Everything You Need to Know About Title Insurance
If you’re in the process of buying a new property, you may have come across mention of title insurance. This product is a mandatory part of the buying process with most lenders — but what exactly is it and what does it cover?
What is Title Insurance?
Anytime you purchase a new home, land, or even a commercial building, a title is involved. This document will be transferred from seller to buyer, and is proof of ownership of the property in question.
In order to sell a property and transfer the title, though, it needs to be free from defect. This means that you cannot sell a property that does not belong to you, one with liens or judgments against it, one with issues related to easements or access, or one that has flawed records.
Prior to closing, the title company will work diligently to research the property to ensure that none of these issues exist. They may comb through centuries’ worth of records in the process, so they can say with confidence that the property you are purchasing is free and clear and able to be transferred.
Of course, this search isn’t always perfect.
There are instances where title issues are missed until it’s too late. These could be the result of spousal or inheritance claims, judgments against the property, fraud or forgery, tax liens, incorrect records, unrecorded easements, and more. That is where a title insurance policy comes into play.

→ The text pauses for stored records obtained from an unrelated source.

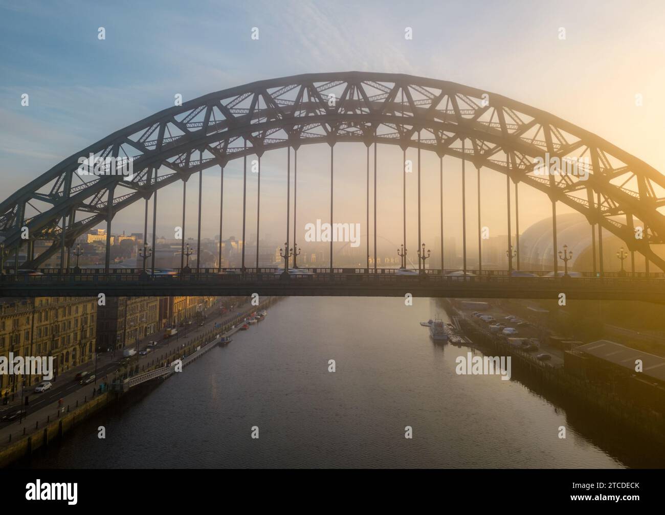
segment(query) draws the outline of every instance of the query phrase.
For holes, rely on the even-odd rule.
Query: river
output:
[[[418,322],[437,314],[447,320],[430,299],[414,299],[412,306],[400,298],[283,299],[227,346],[125,409],[86,421],[21,466],[652,464],[642,461],[642,450],[621,447],[620,435],[610,438],[611,451],[602,448],[608,425],[569,416],[514,377],[456,374],[456,358],[479,351],[433,342]],[[99,425],[105,439],[98,438]],[[406,426],[412,439],[404,437]]]

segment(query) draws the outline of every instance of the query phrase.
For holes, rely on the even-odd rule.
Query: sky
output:
[[[261,79],[349,70],[410,74],[499,93],[594,132],[665,171],[664,21],[665,3],[649,0],[2,0],[0,197],[108,134],[171,106],[177,93],[187,100]],[[103,41],[97,37],[100,27],[106,31]],[[258,41],[251,38],[255,27]],[[412,40],[404,39],[406,27],[412,29]],[[565,40],[559,37],[560,27],[565,28]],[[28,106],[21,105],[23,93],[29,94]],[[346,219],[341,221],[364,221],[364,149],[339,145],[335,152],[336,212]],[[303,224],[327,217],[329,152],[323,146],[299,152]],[[401,191],[394,179],[401,177],[401,152],[382,146],[379,153],[382,173],[392,177],[384,191],[394,193],[380,201],[379,230],[399,241]],[[423,159],[426,184],[438,187],[438,159]],[[261,210],[267,216],[262,237],[285,231],[285,151],[263,158]],[[239,236],[241,165],[233,161],[225,171],[224,237]],[[460,165],[446,167],[446,233],[458,236]],[[471,213],[476,209],[473,172],[467,185]],[[497,192],[505,193],[505,179],[486,172],[483,225],[491,225],[493,235],[505,234],[505,207],[495,201]],[[218,169],[203,175],[204,237],[219,232],[219,175]],[[256,185],[249,182],[253,213]],[[192,236],[197,178],[188,185],[186,235]],[[168,209],[158,209],[157,232],[168,237],[180,223],[182,185],[160,194],[161,205]],[[409,198],[416,194],[414,183],[408,182]],[[521,229],[550,215],[541,194],[520,195]],[[438,199],[436,188],[425,188],[426,241],[438,233]],[[415,217],[410,209],[412,235]],[[249,217],[247,223],[255,224]],[[114,231],[140,232],[142,224],[142,203],[137,203],[114,219]],[[475,219],[468,224],[475,230]]]

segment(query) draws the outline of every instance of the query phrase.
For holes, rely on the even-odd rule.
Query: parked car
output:
[[[3,415],[0,417],[0,421],[1,422],[9,422],[10,420],[16,420],[19,418],[21,414],[23,413],[23,410],[19,409],[16,411],[10,411],[6,415]]]
[[[79,372],[76,375],[74,376],[74,381],[75,382],[80,382],[86,378],[86,376],[88,375],[90,372]]]
[[[51,388],[53,385],[48,381],[43,381],[41,383],[38,384],[35,388],[35,393],[43,393],[45,391]]]
[[[94,381],[95,377],[96,377],[96,376],[95,376],[95,375],[94,373],[88,374],[88,375],[86,375],[85,377],[83,378],[83,379],[81,381],[80,383],[82,385],[88,385],[88,384],[90,384],[93,381]]]
[[[497,333],[503,330],[505,328],[505,326],[501,324],[493,324],[489,326],[489,330],[493,333]]]

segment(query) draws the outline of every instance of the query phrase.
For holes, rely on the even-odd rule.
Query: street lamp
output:
[[[404,249],[404,243],[402,243],[401,245],[400,245],[400,247],[402,249],[402,252],[401,253],[400,252],[400,249],[397,249],[397,255],[399,256],[400,258],[402,258],[402,266],[400,266],[400,268],[406,268],[406,253],[407,253],[408,251],[406,249]],[[420,253],[418,254],[420,255]]]
[[[427,251],[427,255],[426,256],[425,255],[425,244],[424,243],[422,244],[422,252],[421,253],[420,250],[418,249],[418,257],[420,258],[420,259],[422,260],[422,271],[421,273],[423,273],[423,274],[425,273],[425,260],[428,259],[430,257],[430,254],[431,253],[432,253],[431,251]]]
[[[289,258],[293,255],[293,249],[289,248],[289,245],[285,242],[284,243],[284,252],[282,252],[282,249],[279,249],[279,255],[284,260],[284,272],[282,273],[282,277],[287,278],[289,276]]]
[[[141,278],[146,278],[148,276],[148,272],[146,272],[146,260],[152,255],[152,249],[148,247],[147,243],[144,243],[143,249],[138,251],[138,255],[143,258],[143,271],[141,272]]]
[[[186,274],[189,274],[192,272],[192,269],[190,268],[190,256],[194,253],[194,249],[190,249],[190,244],[187,244],[187,250],[185,251],[185,257],[187,258],[187,261],[185,263],[185,268],[182,269],[182,272]]]
[[[573,257],[573,251],[568,250],[568,245],[563,246],[563,253],[559,251],[559,258],[563,261],[563,276],[568,277],[568,262]]]
[[[618,252],[616,253],[616,257],[618,257],[621,260],[621,271],[619,274],[621,275],[626,275],[626,270],[623,267],[624,260],[628,257],[628,253],[624,251],[624,248],[622,247],[619,249]]]
[[[5,244],[0,243],[0,275],[5,274]]]
[[[76,250],[75,250],[72,254],[76,257],[76,266],[74,267],[74,273],[80,273],[81,269],[78,266],[78,258],[83,255],[83,251],[81,250],[80,243],[76,243]]]
[[[513,272],[513,258],[516,257],[517,251],[513,250],[513,246],[508,245],[508,250],[505,251],[505,255],[508,258],[508,275],[511,275]]]
[[[293,268],[297,268],[298,266],[295,264],[295,258],[301,255],[300,249],[297,247],[297,245],[293,243]]]

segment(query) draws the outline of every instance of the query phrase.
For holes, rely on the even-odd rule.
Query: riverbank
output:
[[[281,297],[269,297],[259,303],[251,306],[237,316],[227,320],[221,326],[213,327],[197,335],[192,340],[172,349],[166,350],[159,357],[154,358],[148,365],[144,365],[134,369],[131,374],[121,375],[116,379],[121,383],[136,376],[163,367],[176,359],[189,356],[183,360],[185,366],[202,354],[201,349],[208,350],[206,346],[217,339],[219,336],[229,336],[239,328],[240,322],[259,309],[265,309],[281,300]],[[150,383],[162,379],[156,378]],[[147,383],[145,383],[147,384]],[[5,467],[26,457],[31,455],[37,449],[52,445],[55,441],[61,440],[64,435],[76,425],[98,411],[110,405],[116,405],[128,395],[131,395],[134,389],[126,391],[108,391],[103,393],[93,391],[90,395],[81,391],[65,397],[62,403],[54,403],[39,411],[29,415],[24,421],[21,429],[13,431],[13,427],[3,428],[2,442],[0,443],[0,467]],[[87,390],[86,390],[87,391]]]
[[[624,396],[589,379],[573,375],[564,367],[539,361],[533,354],[511,346],[506,338],[489,332],[483,322],[469,317],[446,301],[444,309],[459,322],[462,330],[481,349],[496,356],[511,356],[513,376],[541,395],[555,399],[567,409],[591,411],[607,424],[618,425],[632,438],[642,438],[665,446],[665,416],[640,406]],[[616,429],[615,427],[615,429]]]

Who Title Insurance Protects
Title insurance is designed to protect the lender and/or the buyer from any disputes that may arise during or following the sale of a property and the transfer of its title. If any part of the title transfer is found to have a defect after the fact, title insurance will kick in to cover expenses involved, whether they are related to additional research or litigation.
There are two different types of title insurance that you should consider:
- Lender’s insurance
- Owner’s insurance
The former is required by most lenders, though the buyer is usually the one to foot the bill for the policy. As the name implies, lender’s title insurance will protect the lender in the case of title issues that threaten the property’s loan (and therefore, the lender’s investment).
Owner’s insurance, on the other hand, will protect the buyer from title concerns that threaten their stake in the property. Let’s say an issue were to arise years down the line, or someone were to claim ownership of the property; the lender’s policy would still protect the mortgage balance owed, but it wouldn’t protect you as the owner or any equity (including the original down payment) that you may have built up over the years. That’s where an owner’s policy would step in.
While only a lender’s policy is required at closing, it’s usually a very wise decision to also purchase an owner’s title insurance policy at the same time, just to be safe.
Who Pays for It
In the vast majority of cases, a buyer is responsible for covering the purchase of a lender’s title insurance policy. This coverage protects their chosen lender, and the total cost of the policy is added to the buyer’s overall closing costs.
In many cases, the buyer will be responsible for purchasing an owner’s policy. Buyers may also request that the seller purchase a title insurance policy on their behalf, as part of the property deal. If this is agreed, the buyer will most often purchase the policy themselves — along with the lender’s policy — and then be reimbursed by the seller at closing.
Why is Title Insurance Important?
A fair amount of research is involved in the title transfer process, to ensure that there are no disputes, such as those regarding the true ownership of the property. No matter how diligent the title company and its attorneys are, though, disputes may still arise.
In order for a sale and title transfer to be successful, said title needs to be considered clear. This means it needs to be free of:
- Back taxes
- Liens on the property
- Conflicting claims to the property (due to inheritance)
If any of these are present, the title search should find them ahead of time… at least, that’s the plan. However, if any of these situations are present but get missed prior to the closing of the sale, it could cause serious problems for the new owner in the future.
Why You Need Title Insurance
Let’s say you buy a home. You make an offer, which is accepted, and get approved for your mortgage loan. The sellers, who inherited the property from their late father, sign over the title on closing day. You walk away with the keys and live happily ever after in your dream home.
Except that six months later, the county comes knocking with a hefty, unpaid tax bill. Turns out that the original owner had been accumulating back taxes for years, and the county would very much like to collect on that debt from the owner of the home… you.
If you didn’t have title insurance, this debt would fall in your lap, even if the title company claimed that there were no tax liens on the property at closing. If you did pay for title insurance, though, the company will step in to protect your (and your lender’s) interests in the litigation that follows.
This could save you tens of thousands of dollars, or even be the difference between keeping and losing your dream home.
What If I Pay Cash — Do I Still Need Title Insurance?
If you buy a home or property in cash, you do not need to purchase a lender’s title policy, as you aren’t actually dealing with a lender. However, it may still be a wise idea to purchase an owner’s title policy.
While it’s unlikely that issues with your title will arise in the years to come, it can certainly happen. Whether you pay in cash or not, your investment and all stake in the property are at risk if you do not have an owner’s title policy. This coverage can protect you and cover expenses related to title defects, saving you and your family from hefty expenses and heartbreak.
When buying a home, there are so many added costs involved. You may be tempted to skip a few items in order to save a buck, but don’t let title insurance be one of them — this coverage could wind up protecting you from an error decades in the making.